Friday, April 15, 2016

Now Even the Dead in Russia Likely to Be Segregated by Class, Religion and Nationality



Paul Goble

            Staunton, April 15 – After two years of work, the Russian construction ministry has prepared draft legislation that will allow for the establishment of private cemeteries, restoring a pre-1917 practice and overturning Soviet and past post-Soviet practice, according to a report in today’s “Kommersant” (kommersant.ru/doc/2963720).

            Deputy Minister Andrey Chibis suggests that this step is intended to remove one of the gray areas of funeral practice – unlicensed people who pray on the relatives of those who have recently died.  But it is clear that this change has the potential to affect communities of all kinds in Russia and to make them feel more separate rather than part of a single population.
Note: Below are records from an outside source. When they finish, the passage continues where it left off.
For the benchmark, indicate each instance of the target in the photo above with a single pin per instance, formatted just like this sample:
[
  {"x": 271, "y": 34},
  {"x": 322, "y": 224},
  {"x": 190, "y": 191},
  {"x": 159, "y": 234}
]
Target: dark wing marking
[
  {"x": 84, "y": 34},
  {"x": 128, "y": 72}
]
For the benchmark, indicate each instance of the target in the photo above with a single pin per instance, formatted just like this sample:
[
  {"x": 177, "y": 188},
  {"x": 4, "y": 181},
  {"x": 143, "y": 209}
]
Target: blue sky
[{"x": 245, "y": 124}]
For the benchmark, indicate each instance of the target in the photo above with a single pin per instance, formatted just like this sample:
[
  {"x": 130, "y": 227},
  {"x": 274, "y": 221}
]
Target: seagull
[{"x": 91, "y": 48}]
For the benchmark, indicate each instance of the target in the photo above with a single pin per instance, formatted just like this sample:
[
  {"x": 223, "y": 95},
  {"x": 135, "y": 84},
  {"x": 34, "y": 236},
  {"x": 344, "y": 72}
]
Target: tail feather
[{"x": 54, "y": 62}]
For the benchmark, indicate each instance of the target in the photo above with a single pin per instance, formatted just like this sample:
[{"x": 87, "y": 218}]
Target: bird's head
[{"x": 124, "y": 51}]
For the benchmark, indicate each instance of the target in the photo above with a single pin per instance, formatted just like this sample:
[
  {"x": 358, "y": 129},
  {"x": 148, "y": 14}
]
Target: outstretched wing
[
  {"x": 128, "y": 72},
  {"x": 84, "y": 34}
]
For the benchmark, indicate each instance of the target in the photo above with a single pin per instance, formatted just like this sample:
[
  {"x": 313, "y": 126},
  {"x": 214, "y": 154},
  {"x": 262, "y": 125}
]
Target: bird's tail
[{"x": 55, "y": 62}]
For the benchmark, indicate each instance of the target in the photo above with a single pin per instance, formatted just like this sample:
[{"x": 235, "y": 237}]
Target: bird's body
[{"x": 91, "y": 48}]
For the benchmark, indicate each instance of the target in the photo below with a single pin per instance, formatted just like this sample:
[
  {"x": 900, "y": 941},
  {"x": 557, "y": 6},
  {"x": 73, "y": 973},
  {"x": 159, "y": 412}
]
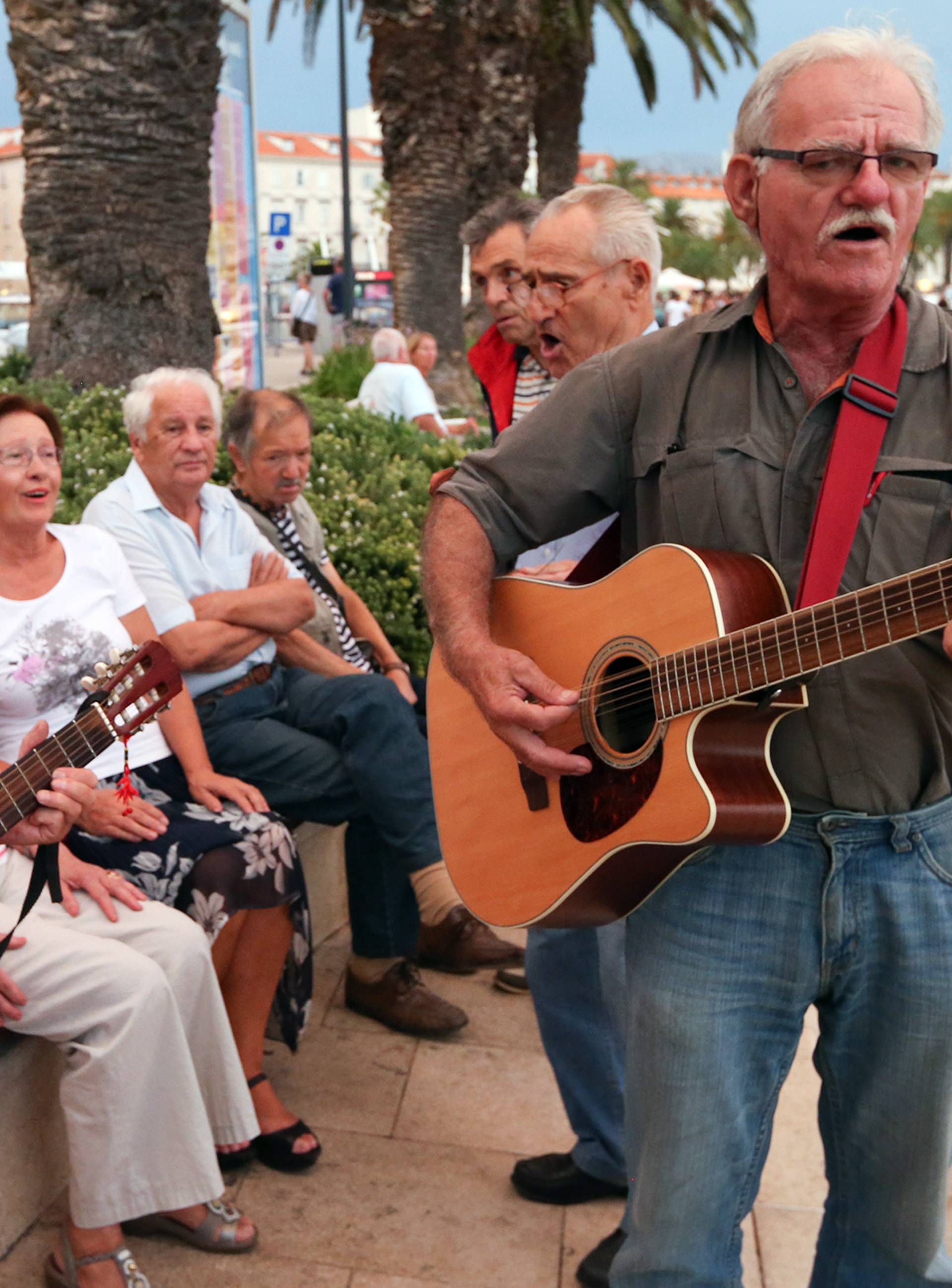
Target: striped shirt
[
  {"x": 533, "y": 383},
  {"x": 294, "y": 552}
]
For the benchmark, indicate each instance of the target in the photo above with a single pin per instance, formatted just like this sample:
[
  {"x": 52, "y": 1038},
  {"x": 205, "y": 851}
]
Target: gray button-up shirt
[{"x": 703, "y": 436}]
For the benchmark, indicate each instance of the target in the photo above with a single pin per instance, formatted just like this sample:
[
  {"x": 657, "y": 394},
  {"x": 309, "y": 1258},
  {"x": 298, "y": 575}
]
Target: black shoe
[
  {"x": 557, "y": 1179},
  {"x": 512, "y": 979},
  {"x": 593, "y": 1270}
]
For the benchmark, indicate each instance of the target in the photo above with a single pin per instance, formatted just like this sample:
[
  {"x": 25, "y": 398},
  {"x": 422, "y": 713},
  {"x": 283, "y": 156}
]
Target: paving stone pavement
[{"x": 419, "y": 1139}]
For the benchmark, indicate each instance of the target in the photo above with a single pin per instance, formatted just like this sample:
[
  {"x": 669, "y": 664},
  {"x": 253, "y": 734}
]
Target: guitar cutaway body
[{"x": 588, "y": 850}]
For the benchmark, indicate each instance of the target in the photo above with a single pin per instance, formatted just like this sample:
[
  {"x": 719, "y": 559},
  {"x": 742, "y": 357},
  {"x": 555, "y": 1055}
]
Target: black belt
[{"x": 257, "y": 675}]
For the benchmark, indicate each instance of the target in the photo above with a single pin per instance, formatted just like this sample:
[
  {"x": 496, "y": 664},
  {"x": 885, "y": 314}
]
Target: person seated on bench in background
[
  {"x": 192, "y": 839},
  {"x": 268, "y": 436},
  {"x": 276, "y": 711},
  {"x": 128, "y": 994}
]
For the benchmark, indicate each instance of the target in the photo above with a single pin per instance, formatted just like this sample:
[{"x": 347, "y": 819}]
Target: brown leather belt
[{"x": 257, "y": 675}]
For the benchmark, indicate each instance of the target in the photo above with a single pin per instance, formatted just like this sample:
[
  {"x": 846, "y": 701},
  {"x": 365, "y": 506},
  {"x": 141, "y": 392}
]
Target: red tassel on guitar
[{"x": 126, "y": 790}]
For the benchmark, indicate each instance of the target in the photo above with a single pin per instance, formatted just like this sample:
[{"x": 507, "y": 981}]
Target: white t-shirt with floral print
[{"x": 50, "y": 643}]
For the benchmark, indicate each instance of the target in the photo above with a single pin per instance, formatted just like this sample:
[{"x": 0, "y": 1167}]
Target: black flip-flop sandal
[{"x": 276, "y": 1148}]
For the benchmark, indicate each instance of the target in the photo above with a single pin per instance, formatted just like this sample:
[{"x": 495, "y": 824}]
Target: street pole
[{"x": 346, "y": 169}]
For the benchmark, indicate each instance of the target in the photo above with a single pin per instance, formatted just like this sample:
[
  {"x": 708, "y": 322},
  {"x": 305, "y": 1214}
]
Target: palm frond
[
  {"x": 695, "y": 22},
  {"x": 637, "y": 47},
  {"x": 313, "y": 12}
]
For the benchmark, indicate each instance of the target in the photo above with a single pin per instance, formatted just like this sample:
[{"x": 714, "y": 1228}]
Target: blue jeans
[
  {"x": 578, "y": 982},
  {"x": 853, "y": 913},
  {"x": 341, "y": 750}
]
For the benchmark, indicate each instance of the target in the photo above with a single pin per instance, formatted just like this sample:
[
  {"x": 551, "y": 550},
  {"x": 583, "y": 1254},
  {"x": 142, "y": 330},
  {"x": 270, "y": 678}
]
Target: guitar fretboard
[
  {"x": 76, "y": 743},
  {"x": 785, "y": 648}
]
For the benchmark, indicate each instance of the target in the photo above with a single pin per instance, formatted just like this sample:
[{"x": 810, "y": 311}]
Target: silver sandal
[
  {"x": 67, "y": 1276},
  {"x": 217, "y": 1233}
]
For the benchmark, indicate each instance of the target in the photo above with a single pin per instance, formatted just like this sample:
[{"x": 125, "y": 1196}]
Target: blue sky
[{"x": 293, "y": 97}]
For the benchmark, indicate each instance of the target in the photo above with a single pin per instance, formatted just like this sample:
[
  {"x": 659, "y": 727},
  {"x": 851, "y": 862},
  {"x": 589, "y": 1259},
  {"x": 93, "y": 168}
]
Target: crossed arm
[{"x": 231, "y": 624}]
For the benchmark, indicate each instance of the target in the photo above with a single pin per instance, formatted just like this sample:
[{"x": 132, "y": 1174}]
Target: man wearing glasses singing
[{"x": 716, "y": 435}]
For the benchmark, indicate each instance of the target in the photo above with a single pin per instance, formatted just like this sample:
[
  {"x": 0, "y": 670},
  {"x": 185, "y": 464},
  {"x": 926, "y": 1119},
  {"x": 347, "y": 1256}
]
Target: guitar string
[
  {"x": 710, "y": 669},
  {"x": 786, "y": 634},
  {"x": 828, "y": 626},
  {"x": 68, "y": 741},
  {"x": 708, "y": 665}
]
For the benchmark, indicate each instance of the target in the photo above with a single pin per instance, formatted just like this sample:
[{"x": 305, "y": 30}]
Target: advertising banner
[{"x": 232, "y": 248}]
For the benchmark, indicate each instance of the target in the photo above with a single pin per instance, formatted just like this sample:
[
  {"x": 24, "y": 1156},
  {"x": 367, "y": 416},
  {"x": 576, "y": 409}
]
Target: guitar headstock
[{"x": 138, "y": 683}]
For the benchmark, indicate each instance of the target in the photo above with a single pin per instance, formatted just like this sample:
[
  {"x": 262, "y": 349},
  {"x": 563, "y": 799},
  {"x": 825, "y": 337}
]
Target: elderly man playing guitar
[{"x": 720, "y": 436}]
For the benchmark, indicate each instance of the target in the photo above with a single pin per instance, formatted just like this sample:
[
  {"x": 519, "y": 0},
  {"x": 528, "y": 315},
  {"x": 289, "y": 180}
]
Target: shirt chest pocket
[
  {"x": 908, "y": 522},
  {"x": 715, "y": 495}
]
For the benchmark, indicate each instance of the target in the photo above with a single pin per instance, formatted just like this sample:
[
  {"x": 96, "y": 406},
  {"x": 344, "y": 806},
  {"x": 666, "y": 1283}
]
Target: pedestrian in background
[{"x": 304, "y": 321}]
            That is because it is virtually certain that under the new rules, if adopted, Russians will no longer be buried at state-owned cemeteries near their residences or homelands but rather will be interred in cemeteries directed at specific class, religious and ethnic communities. Given the importance of remembering ancestors, this will reinforce those divisions.

            Even in Soviet times and more so in the years since 1991, members of various religious and ethnic communities sought to be buried in sections of state cemeteries, a practice Russian officials generally but not always tolerated.  But now that separation of graves is likely to intensify and thus strengthen divisions the Russian state says it would like to overcome.